Many have postulated on a program that can take the machine code of a binary program and automatically translate it to C. I am not talking about elegant C, with proper indentation and control loop structures. I mean C that looks like it was directly translated from ASM, GOTO statements and all. When you start reverse engineering i386 code and extracting algorithms from it, you very quickly notice the tight ASM-C relationship. It’s no wonder that C is sometimes referred to as “portable assembly language”. ASM constructs map quite cleanly into the C language (or is it the other way around?).
Based on that, why can’t we write a program that automatically converts those low-level ASM instructions into a series of C statements? Then it could be compiled for any CPU architecture. Personally, I have traditionally been opposed to this idea, simply on the grounds that one of my overriding goals is actually understanding the underlying technology that I am reverse engineering.
However, I also realize that intelligence-gathering is an essential component of reverse engineering activity.
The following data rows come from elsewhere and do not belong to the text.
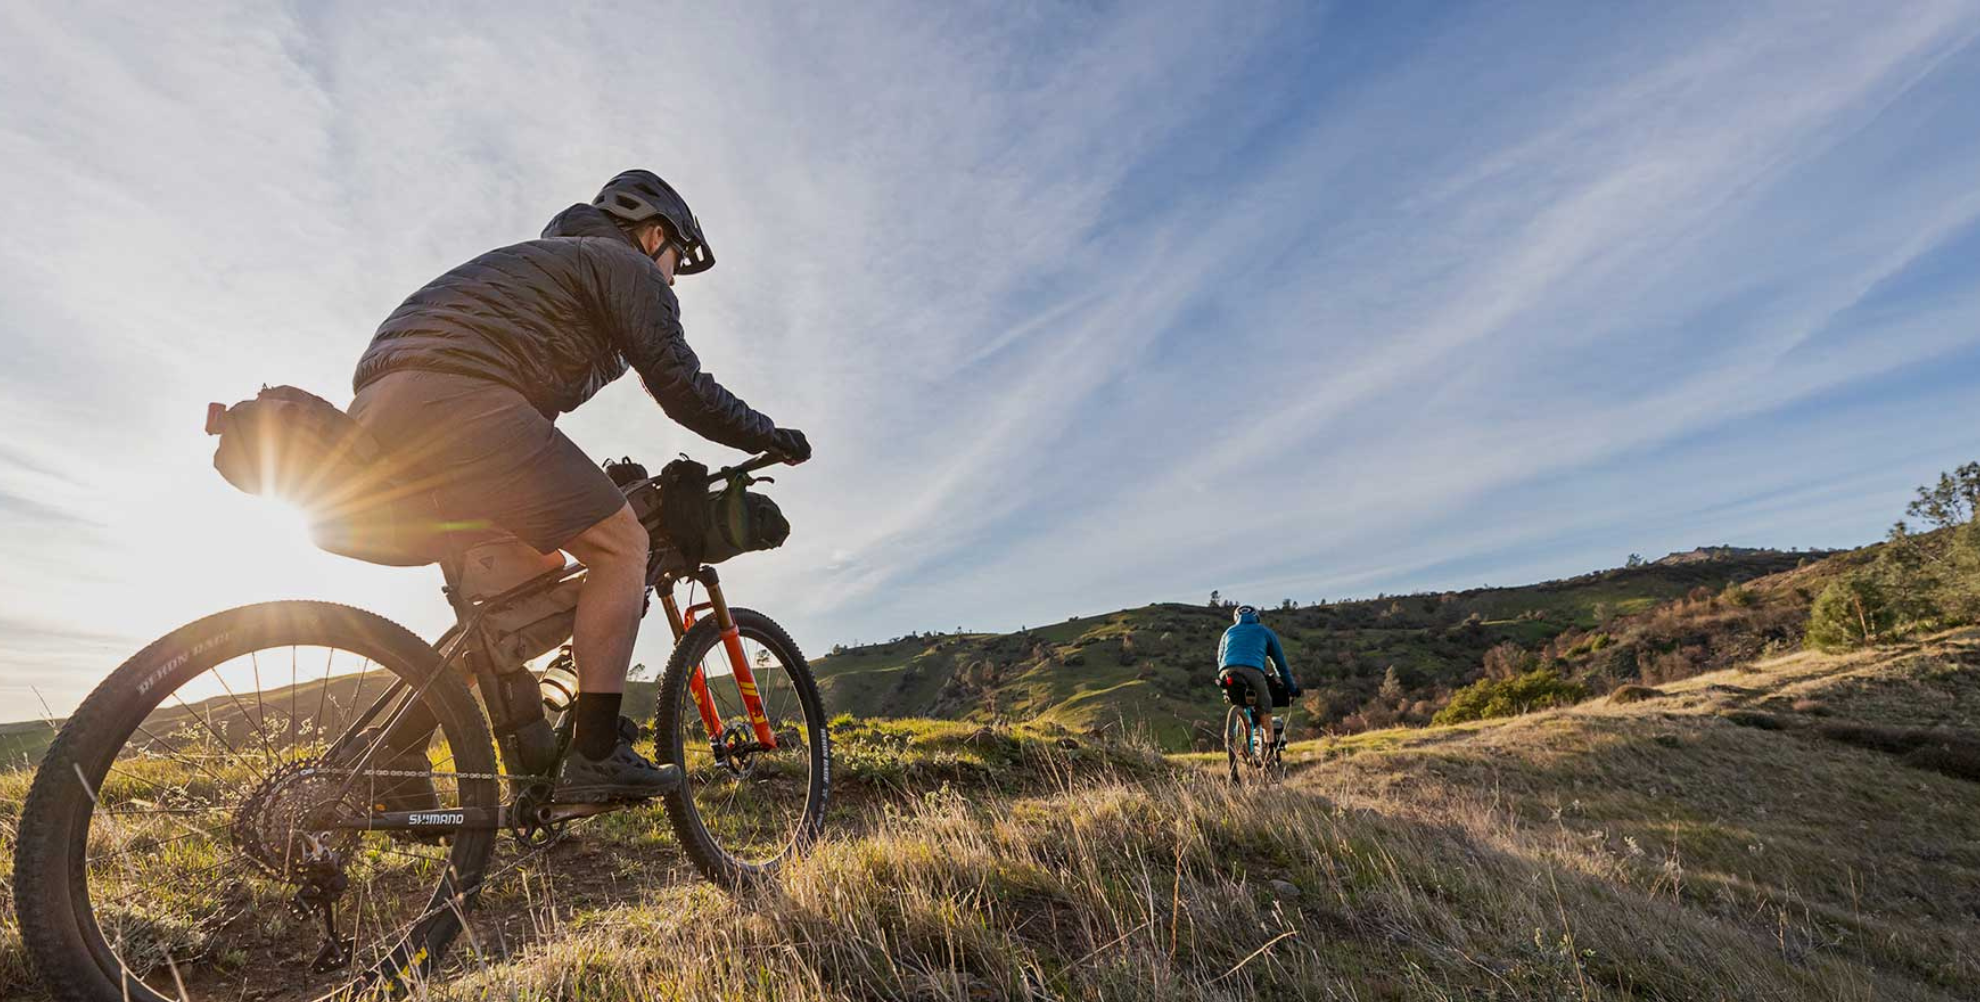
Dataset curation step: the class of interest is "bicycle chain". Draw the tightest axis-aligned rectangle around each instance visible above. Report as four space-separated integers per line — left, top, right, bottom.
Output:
309 765 520 783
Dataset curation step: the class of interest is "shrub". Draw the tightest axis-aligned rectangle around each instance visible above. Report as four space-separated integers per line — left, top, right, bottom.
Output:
1433 669 1587 725
1805 575 1894 652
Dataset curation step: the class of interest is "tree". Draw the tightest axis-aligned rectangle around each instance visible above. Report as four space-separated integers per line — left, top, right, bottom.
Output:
1906 461 1980 530
1625 553 1645 569
1378 665 1405 704
1805 575 1893 652
1879 465 1980 631
1481 641 1534 680
1208 590 1222 608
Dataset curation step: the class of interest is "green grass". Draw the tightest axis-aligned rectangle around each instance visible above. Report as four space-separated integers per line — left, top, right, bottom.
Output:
0 722 55 771
4 633 1976 999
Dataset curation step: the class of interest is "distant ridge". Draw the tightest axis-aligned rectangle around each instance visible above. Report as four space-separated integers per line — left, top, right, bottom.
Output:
810 544 1850 747
1655 545 1829 565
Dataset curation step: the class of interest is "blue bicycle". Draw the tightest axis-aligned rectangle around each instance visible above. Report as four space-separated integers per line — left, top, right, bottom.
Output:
1218 675 1289 784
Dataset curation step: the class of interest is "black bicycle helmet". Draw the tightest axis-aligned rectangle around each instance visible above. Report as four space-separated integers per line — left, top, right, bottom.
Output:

To that end, this type of program could be another tool in the RE toolbox, another way to look at the problem. I would call this approach brute-force reverse engineering since it might– just might– be workable, but not elegant by any stretch of the imagination. Let’s call this hypothetical program “BFRE”.
Let’s talk hard, technical details. A computer program expressed in assembly language consists of a series of simple operations. These operations basically include:
- load operations from memory into CPU registers
- store operations from CPU registers back into memory
- arithmetic operations on data sitting in either memory or CPU registers
- conditional or unconditional program execution branches
As usual, there are some very difficult problems. Otherwise, there would already be a generalized solution. First and foremost is the dreaded case-switch construct. I will explain briefly for the uninitiated: In academic computer science parlance, automatically reverse engineering case-switch constructs has been proven to be an NP-complete problem due to the fact that a program can not look at another program and differentiate between code and data. In terms of bits and bytes, case-switch constructs usually compile down to dynamic branches where an address is loaded into a register at run-time and a “jump [register]” instruction is executed. If you are looking at a static disassembly of a program, it is very difficult to figure out where the program will land.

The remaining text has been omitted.